Whatever your thoughts about the sound that Vext has chosen to embrace with his new project, his vocal talent is to be respected. Compellingly passionate, Vext's voice soars and swoops with emotion that is unquestionably genuine. Three of the four songs on Impermanence are designed to play to Vext's strengths behind the microphone, being contemporary equivalents of the '80s power ballad. The first, "Exit Wounds", is a slow burner that builds tension over its runtime without significantly increasing the tempo.
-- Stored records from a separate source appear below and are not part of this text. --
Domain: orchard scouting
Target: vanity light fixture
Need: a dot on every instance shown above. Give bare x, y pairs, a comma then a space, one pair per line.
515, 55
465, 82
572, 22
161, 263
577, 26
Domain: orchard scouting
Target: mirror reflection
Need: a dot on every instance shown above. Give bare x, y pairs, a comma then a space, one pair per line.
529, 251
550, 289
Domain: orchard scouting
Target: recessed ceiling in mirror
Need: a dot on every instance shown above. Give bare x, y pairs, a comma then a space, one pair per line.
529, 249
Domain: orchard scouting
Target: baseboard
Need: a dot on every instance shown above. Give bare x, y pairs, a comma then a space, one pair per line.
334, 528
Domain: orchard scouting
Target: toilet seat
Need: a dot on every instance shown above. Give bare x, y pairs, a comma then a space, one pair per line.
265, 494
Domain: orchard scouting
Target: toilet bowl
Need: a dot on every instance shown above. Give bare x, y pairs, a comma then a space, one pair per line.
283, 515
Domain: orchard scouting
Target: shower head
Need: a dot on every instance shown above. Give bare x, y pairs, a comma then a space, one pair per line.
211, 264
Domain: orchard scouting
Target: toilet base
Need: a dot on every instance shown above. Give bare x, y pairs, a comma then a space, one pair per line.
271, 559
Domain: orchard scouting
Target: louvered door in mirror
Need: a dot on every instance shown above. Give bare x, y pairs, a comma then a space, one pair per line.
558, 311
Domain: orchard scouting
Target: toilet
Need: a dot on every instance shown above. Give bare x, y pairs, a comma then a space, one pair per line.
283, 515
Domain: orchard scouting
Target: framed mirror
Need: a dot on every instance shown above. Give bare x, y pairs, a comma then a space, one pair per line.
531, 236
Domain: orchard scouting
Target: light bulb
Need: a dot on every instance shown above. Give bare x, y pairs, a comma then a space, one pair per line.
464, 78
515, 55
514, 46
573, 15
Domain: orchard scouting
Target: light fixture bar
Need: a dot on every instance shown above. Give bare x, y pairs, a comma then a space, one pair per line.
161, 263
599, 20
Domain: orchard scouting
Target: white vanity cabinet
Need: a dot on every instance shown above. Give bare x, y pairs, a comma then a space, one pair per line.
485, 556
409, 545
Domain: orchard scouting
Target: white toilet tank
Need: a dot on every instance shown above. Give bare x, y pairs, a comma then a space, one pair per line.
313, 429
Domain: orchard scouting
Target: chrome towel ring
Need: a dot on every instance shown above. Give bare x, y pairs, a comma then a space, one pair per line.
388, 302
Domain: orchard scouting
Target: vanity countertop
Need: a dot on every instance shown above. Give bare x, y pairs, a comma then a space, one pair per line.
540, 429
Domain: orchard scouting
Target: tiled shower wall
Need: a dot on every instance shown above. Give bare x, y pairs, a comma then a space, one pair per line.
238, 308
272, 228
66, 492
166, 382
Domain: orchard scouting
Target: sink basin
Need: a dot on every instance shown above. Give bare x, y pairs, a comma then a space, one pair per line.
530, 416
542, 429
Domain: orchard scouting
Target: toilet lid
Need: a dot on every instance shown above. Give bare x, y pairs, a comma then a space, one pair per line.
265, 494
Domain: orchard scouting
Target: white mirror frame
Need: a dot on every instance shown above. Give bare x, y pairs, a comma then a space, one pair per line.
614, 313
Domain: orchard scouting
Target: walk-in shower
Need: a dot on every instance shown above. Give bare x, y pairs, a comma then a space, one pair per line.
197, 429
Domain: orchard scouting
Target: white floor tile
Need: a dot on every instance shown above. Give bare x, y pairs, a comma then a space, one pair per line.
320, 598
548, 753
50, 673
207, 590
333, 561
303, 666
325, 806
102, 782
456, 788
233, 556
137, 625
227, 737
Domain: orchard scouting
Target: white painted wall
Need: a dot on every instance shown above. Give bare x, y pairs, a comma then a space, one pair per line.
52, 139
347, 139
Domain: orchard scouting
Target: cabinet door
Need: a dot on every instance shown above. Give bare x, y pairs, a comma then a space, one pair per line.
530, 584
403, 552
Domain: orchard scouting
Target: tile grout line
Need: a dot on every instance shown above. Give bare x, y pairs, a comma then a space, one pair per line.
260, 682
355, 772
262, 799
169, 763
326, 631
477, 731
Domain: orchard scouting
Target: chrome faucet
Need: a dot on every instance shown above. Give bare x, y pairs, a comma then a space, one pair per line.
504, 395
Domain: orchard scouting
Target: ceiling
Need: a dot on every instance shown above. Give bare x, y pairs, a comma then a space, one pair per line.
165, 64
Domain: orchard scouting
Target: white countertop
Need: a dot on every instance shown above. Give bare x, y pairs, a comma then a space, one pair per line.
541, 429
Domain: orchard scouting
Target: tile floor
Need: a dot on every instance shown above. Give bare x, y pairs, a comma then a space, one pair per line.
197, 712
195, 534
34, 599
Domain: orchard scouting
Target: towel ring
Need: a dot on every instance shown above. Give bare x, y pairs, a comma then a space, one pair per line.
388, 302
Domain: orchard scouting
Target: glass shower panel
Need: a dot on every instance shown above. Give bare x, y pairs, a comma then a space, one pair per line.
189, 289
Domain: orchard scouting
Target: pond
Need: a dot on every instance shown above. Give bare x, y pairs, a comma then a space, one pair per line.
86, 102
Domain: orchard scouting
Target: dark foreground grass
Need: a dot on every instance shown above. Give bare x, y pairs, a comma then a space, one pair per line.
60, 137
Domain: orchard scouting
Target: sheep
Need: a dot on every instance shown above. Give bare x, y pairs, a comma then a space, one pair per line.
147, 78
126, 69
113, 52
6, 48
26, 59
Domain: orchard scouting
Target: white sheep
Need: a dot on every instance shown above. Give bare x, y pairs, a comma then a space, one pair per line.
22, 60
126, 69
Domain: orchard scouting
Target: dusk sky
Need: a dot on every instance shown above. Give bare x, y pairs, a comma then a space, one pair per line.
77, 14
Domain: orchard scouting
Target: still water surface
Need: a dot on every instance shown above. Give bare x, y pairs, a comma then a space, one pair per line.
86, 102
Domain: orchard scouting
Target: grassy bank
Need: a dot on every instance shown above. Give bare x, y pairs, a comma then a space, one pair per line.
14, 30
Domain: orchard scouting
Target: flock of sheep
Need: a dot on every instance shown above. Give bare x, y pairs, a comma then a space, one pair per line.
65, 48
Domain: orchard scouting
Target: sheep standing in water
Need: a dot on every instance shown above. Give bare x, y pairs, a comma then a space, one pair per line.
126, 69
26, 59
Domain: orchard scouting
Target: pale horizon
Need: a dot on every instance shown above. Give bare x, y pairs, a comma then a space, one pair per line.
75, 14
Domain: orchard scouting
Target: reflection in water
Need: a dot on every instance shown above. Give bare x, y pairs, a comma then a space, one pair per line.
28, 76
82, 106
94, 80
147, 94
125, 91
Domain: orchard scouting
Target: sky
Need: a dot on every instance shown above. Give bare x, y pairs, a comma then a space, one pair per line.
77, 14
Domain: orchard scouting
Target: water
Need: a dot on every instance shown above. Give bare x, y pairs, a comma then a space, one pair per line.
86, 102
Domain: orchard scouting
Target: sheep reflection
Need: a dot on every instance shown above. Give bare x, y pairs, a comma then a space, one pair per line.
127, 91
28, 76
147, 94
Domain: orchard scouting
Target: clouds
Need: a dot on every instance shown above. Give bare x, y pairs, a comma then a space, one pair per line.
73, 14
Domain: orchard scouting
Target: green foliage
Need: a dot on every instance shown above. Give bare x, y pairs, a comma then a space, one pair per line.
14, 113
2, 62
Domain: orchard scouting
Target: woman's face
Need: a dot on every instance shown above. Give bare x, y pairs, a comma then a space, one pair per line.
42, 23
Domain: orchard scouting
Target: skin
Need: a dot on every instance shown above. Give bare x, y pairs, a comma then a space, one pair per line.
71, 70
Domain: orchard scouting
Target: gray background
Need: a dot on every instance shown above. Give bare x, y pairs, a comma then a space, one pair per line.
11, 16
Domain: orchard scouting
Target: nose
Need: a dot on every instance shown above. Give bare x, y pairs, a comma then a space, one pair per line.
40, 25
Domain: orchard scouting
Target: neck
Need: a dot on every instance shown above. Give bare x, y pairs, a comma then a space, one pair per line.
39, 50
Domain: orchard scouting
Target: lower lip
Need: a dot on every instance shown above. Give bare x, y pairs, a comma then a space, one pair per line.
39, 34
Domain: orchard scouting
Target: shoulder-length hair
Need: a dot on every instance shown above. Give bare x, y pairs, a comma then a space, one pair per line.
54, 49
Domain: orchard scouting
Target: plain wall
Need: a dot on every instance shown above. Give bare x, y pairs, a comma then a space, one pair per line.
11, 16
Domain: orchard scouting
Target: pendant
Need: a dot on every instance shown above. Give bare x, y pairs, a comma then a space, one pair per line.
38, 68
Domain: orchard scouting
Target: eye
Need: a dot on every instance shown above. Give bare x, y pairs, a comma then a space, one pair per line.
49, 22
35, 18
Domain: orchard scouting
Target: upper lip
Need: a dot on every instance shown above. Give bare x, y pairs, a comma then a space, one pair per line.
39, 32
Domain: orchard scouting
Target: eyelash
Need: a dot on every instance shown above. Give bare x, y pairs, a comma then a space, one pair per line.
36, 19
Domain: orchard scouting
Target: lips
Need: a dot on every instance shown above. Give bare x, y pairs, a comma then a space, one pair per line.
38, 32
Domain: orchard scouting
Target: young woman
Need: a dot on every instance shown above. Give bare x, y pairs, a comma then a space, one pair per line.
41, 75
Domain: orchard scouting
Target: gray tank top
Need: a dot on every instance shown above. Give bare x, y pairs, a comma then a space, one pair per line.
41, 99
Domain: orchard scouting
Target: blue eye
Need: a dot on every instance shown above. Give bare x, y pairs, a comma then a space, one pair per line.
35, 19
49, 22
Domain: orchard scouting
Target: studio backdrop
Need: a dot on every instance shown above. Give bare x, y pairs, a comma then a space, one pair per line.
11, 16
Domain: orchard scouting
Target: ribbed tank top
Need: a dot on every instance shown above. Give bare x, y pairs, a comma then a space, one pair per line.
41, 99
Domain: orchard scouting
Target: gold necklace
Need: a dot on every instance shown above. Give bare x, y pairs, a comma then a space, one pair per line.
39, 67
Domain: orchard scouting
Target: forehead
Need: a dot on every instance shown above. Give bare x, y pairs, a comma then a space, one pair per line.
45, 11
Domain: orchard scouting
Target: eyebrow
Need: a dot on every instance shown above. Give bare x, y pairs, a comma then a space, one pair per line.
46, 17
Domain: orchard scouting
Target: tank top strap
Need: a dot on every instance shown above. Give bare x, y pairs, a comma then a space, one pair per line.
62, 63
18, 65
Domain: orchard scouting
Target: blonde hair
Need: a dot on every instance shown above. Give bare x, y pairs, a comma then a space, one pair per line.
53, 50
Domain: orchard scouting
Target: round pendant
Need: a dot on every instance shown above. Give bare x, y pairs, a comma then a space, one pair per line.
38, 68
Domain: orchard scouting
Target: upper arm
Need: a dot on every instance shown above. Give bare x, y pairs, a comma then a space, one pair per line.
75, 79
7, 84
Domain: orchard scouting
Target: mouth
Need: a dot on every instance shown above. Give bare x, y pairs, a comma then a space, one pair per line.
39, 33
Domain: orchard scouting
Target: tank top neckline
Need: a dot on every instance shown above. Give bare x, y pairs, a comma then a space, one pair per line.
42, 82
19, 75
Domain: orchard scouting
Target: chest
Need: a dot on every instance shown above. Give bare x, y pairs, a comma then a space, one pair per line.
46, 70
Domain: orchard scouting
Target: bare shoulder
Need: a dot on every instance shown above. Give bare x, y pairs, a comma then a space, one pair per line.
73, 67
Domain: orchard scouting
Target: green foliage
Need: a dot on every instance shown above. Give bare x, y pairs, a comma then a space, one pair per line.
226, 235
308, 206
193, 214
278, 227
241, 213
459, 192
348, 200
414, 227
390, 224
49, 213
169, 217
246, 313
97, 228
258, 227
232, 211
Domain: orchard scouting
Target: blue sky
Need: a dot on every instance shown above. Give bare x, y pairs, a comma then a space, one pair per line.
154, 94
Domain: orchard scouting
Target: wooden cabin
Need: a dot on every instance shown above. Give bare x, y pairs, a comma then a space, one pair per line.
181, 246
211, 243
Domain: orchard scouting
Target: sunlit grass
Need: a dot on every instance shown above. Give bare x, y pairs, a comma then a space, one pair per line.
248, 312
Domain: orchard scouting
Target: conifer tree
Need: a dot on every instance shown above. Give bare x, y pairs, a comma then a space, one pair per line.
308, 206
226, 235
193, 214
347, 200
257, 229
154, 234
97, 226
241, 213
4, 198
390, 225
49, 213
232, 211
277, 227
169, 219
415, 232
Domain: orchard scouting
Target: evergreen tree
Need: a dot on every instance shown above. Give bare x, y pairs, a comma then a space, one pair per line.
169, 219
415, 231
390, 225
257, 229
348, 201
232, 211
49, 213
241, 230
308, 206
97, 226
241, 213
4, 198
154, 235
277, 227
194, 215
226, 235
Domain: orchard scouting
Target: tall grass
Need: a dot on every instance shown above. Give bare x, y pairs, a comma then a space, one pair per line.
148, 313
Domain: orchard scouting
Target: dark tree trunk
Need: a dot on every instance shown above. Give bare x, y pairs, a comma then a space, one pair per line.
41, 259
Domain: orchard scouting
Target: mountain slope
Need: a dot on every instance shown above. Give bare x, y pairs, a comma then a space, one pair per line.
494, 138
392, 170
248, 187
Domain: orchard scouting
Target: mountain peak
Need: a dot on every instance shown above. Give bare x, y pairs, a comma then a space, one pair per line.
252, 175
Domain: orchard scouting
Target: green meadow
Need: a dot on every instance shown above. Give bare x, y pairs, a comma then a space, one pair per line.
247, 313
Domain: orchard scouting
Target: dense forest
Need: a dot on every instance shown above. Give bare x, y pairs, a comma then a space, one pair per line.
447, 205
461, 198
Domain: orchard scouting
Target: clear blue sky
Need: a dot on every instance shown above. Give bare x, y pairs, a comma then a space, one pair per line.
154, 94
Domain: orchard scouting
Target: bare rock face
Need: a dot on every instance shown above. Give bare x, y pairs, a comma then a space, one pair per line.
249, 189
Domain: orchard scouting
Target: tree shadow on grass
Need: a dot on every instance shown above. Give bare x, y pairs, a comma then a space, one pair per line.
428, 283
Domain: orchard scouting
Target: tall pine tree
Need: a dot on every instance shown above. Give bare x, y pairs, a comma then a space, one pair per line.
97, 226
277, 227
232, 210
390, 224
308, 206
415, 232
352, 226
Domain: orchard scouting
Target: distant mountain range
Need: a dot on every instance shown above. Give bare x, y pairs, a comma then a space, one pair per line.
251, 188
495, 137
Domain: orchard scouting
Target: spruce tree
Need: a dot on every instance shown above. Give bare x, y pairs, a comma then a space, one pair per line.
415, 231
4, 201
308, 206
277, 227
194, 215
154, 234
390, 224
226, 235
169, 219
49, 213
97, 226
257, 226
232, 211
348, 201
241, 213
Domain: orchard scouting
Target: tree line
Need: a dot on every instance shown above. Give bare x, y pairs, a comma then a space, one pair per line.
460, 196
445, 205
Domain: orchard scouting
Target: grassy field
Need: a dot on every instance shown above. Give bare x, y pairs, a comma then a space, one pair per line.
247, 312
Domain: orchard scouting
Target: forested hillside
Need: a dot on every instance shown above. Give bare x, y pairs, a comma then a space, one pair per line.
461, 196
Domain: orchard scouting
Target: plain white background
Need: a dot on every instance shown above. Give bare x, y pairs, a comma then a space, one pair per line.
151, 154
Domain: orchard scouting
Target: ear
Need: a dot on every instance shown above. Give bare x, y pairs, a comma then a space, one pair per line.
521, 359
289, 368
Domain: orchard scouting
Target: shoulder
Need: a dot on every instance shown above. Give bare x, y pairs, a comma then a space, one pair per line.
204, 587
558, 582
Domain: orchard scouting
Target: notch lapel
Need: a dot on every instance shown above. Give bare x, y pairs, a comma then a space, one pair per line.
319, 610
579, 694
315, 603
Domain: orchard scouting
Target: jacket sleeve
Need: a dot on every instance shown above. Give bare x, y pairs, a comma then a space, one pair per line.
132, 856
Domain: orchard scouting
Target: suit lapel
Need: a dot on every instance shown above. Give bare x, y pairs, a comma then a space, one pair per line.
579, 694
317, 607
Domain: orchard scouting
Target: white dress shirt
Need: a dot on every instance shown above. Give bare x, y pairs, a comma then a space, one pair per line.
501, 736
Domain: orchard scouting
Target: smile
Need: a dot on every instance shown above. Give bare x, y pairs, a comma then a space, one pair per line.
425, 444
Instead, Vivaldi drops plenty of pinched riffs that have a bit of a Tool swirl to them while Jacobs adds a number of weighty bass lines. "Crush" is the song most poised for Clear Channel success, with strong doses of pop-rock structure and vocal melodies. The post-rock guitar tones are nice, as is Vivaldi's screeching solo, so don't be surprised to soon hear this number on the FM airwaves (for those who still listen, that is). Impermanence wraps up with "Hourglass", where Jacobs' grinding bass is the strongest element next to Vext's prominently processed vocals. Jacobs has since left Vext, so the impact of the bass on future releases is in question.
"In The End" is by far the band's best work. In opposition to the three other tracks, the pace here is aggressive with pounding double-kick and gritty riffs. Vext ups the ante as well, his performance often bordering on screamcore though the refrains remain clean and highly melodic. Being as ill-disposed to what passes for rock these days, it should come as no surprise that I would be eager to hear more of this sort of output from Vext.
To be perfectly honest, most metal fans won't find much on Impermanence that will get their blood flowing. But if there's a place in your heart for modern rock, then by all means track down a copy of Vext's EP and keep an eye out for more from this New York outfit. There's no denying that the guys are talented.